The problem this is meant to solve is that interactive queries could take an extremely long time while a large result set was being received by the czar. This is now working, so interactive only take slightly longer (a few seconds) while a large result is being received. It did not go as smoothly as I was hoping and some of the results were not what I expected.
The original xrootd change is meant to use as few network resources as possible while throttling large results being moved from workers to the czar. The spare network resources could then be used to send out queries. This was not enough by itself.
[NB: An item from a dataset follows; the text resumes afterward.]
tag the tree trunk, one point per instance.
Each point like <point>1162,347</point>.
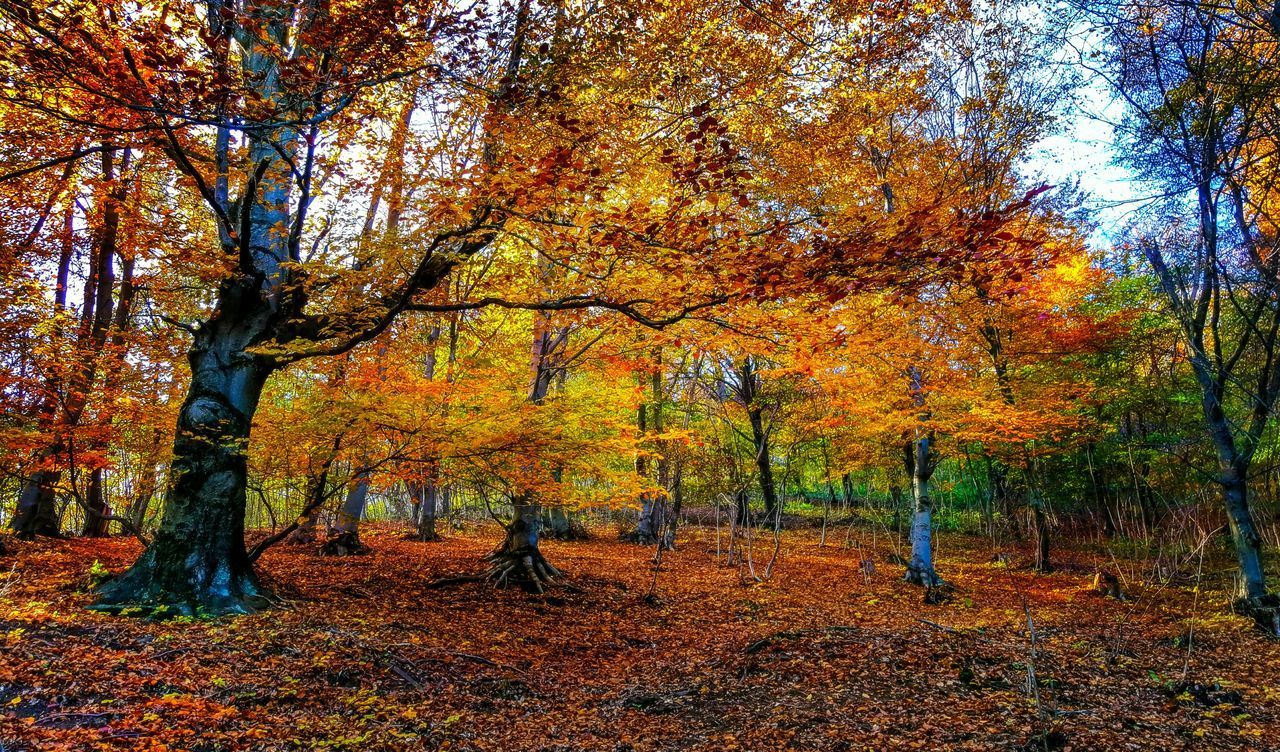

Pausing all incoming large result blocks while the jobs for a new user query are being sent to workers, and significantly reducing the size of the first result sent back by the workers for each job in a task allowed the jobs for the new user query to go out quickly.
Since the code to send jobs out to the workers was single threaded and mixed with a significant amount of unrelated code, I pulled the code that sends the jobs out and ran it concurrently in a thread pool. I did expect a significant increase in speed. Instead, with a pool of 100 threads, it took about 25% longer to send the jobs out. Using 10 threads, it takes about the same amount of time as using a single thread. This is while running a single user query.
Also, using SetCBThreads(3000, 300); would cause the system to be unstable. SetCBThreads(1000, 100); appears to be fine. The default was something like 300, 0.
Aside from that, it appears to work well. Loads across the cluster remain reasonable and SELECT COUNT( * ) FROM Object; takes from 20 to 45 seconds.